Two types of users - Why your startup should pay attention - suhail
http://blog.mixpanel.com/2009/06/two-types-users-why-your-startup-should-pay-attention/

======
jerryji
Fluffy and superficial.

Much analysis has been done in customer development, e.g. The Four Steps to
Epiphany & Crossing the Chasm, it's a great loss if those works are not
studied in details and built upon.

------
rgrieselhuber
Someone made a relevant comment on the post about the need to further segment
power users into early adopters and lead users. This resonates with my own
experience.

With no disrespect intended, the early adopters in many markets are a little
like heroin junkies willing to try anything new for 5 minutes. This may look
great from a user registration perspective but, in general, these people have
very little interest in buying into your long term vision.

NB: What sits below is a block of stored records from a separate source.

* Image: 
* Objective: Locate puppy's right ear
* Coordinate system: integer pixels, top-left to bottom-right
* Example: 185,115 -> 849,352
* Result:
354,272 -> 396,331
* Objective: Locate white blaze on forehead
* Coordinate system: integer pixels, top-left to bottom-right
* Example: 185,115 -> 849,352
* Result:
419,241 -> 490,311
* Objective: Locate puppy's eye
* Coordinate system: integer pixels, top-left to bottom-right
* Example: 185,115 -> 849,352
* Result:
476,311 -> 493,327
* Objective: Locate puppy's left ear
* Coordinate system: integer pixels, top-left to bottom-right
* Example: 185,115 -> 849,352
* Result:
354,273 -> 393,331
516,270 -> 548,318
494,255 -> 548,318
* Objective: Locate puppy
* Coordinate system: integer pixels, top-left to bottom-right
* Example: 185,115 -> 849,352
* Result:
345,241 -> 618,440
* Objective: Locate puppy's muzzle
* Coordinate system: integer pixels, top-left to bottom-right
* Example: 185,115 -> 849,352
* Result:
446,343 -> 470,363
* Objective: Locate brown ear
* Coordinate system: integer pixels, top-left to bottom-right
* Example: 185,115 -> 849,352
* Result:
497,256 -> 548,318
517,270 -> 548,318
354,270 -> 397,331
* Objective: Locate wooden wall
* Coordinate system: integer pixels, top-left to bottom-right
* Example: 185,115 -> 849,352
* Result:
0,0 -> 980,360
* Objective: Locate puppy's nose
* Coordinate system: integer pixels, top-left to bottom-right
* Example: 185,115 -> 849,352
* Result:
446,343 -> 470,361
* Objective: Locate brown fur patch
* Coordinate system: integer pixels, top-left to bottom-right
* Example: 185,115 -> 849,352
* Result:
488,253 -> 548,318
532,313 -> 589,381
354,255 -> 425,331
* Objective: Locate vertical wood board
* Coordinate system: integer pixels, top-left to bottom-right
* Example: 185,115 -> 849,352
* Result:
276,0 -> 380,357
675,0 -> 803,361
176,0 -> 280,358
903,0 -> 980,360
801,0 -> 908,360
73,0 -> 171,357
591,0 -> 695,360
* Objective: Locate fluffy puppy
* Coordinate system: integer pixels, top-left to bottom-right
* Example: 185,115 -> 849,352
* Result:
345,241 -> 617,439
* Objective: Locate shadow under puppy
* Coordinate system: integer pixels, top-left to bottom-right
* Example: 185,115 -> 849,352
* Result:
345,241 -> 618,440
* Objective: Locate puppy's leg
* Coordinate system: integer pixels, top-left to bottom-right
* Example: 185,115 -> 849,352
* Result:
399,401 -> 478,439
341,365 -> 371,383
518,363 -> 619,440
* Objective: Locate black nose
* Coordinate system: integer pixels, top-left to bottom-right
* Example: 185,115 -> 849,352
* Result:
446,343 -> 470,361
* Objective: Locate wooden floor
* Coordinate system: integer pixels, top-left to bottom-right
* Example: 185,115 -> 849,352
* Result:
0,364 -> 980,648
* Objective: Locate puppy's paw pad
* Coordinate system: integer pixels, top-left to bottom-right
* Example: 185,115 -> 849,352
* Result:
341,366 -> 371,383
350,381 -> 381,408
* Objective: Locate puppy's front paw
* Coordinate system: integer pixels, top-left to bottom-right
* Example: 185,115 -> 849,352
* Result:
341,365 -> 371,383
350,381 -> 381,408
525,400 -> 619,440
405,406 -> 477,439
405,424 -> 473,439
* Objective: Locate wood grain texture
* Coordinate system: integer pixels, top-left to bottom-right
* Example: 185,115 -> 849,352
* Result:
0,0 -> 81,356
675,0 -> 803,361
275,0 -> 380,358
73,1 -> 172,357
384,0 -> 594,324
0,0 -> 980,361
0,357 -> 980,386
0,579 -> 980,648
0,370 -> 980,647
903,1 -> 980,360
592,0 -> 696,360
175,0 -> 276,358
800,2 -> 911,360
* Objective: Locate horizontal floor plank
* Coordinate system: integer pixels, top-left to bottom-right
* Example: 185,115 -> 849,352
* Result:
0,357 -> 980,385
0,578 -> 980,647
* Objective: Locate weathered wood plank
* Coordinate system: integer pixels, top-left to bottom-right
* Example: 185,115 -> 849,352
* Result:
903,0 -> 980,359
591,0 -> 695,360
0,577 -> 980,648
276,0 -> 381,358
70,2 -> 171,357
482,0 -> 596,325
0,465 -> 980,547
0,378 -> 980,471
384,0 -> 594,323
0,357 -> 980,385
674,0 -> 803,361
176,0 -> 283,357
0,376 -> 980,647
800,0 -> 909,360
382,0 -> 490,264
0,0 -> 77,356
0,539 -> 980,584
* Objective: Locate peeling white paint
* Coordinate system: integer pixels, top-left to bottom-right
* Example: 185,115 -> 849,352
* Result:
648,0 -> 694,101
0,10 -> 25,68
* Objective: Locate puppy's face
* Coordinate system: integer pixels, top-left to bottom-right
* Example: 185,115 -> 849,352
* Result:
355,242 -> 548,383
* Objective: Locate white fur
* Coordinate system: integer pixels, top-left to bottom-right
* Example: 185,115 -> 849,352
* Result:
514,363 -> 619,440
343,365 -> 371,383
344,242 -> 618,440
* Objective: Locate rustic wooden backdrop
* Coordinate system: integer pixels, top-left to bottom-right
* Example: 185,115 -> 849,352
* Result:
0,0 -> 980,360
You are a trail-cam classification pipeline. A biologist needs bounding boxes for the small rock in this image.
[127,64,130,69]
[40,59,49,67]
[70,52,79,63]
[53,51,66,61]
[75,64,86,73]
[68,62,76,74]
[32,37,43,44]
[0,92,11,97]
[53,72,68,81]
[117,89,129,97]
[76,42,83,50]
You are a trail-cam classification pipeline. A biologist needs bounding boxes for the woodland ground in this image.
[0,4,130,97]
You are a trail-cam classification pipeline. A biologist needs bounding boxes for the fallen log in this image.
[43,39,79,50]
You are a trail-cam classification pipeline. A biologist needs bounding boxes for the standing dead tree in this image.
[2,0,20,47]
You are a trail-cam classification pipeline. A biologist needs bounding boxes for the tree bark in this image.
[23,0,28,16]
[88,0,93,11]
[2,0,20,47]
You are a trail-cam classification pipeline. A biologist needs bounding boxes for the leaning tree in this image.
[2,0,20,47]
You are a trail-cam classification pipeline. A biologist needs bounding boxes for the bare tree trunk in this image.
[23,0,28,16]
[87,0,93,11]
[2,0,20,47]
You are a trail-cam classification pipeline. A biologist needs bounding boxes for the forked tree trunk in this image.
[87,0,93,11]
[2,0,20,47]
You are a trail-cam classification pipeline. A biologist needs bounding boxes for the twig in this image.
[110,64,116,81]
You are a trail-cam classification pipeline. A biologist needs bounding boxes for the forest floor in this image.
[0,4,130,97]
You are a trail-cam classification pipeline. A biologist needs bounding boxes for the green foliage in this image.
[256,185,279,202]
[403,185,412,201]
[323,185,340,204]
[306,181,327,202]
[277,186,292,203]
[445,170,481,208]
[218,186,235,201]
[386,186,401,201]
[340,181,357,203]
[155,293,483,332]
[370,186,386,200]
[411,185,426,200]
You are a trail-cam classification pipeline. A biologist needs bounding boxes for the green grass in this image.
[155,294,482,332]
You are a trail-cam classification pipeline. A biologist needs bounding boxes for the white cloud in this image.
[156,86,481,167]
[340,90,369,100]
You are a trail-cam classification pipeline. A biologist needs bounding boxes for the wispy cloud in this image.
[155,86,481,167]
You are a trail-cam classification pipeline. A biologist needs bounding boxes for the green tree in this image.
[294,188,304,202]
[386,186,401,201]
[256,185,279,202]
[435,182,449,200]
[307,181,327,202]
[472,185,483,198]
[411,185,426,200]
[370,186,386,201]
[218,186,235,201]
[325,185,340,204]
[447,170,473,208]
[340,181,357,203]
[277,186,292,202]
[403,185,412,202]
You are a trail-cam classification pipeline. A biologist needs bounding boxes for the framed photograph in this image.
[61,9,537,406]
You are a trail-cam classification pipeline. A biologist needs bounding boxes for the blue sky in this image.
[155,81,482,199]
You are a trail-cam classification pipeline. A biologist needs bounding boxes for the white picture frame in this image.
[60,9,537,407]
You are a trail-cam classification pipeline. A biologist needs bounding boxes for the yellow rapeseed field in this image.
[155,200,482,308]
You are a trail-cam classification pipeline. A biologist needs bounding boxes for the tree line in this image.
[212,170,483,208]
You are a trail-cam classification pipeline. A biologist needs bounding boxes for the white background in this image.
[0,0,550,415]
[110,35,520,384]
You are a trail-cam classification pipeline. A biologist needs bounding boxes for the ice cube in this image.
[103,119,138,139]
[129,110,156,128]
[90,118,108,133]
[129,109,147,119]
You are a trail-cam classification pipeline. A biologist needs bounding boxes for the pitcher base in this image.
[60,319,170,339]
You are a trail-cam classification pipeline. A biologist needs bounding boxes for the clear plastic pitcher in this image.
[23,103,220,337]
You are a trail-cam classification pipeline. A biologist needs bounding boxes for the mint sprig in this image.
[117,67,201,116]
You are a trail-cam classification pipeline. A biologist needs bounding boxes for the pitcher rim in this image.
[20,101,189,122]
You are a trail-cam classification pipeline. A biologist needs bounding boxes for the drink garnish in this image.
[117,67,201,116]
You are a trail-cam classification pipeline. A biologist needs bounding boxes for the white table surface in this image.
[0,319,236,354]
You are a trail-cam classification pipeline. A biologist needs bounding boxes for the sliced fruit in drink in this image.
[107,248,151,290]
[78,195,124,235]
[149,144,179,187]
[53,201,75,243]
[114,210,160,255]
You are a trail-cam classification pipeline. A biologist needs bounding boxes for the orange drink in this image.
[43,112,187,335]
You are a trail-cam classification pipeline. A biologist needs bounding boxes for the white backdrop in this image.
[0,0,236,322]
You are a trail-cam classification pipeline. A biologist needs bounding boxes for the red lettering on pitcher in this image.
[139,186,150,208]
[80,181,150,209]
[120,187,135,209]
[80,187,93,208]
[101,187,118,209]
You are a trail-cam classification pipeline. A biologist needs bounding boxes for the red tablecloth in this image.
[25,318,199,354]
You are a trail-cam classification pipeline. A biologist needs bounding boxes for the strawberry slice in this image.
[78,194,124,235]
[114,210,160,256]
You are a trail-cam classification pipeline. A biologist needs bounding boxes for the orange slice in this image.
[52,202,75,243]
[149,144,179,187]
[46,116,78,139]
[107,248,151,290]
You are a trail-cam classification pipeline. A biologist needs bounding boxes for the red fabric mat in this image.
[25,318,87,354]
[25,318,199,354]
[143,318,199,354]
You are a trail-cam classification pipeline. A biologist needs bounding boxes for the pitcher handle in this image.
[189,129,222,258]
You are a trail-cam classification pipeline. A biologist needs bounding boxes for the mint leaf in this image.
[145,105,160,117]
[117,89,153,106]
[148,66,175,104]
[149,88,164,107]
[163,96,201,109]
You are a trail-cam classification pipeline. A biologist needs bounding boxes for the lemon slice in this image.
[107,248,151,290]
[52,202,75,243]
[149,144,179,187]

Coming from a B2B background, I'm still working out the best way to engage at
a deep level connections made through online marketing for hosted apps and
getting that long term buy-in, if it's even possible. It's easier (for me
anyway) to do this face-to-face because there is a more solid context for the
relationship.

------
chops
Power users are definitely useful, but I find that catering too much to the
power users (who are more willing to try new things and have more specific
feature requests) results in the end in a product that may be a little
overwhelming to new users.

But yes, the power users are very important and must be nurtured to help
generate more users. They are your most vocal fans, and word of mouth is
priceless.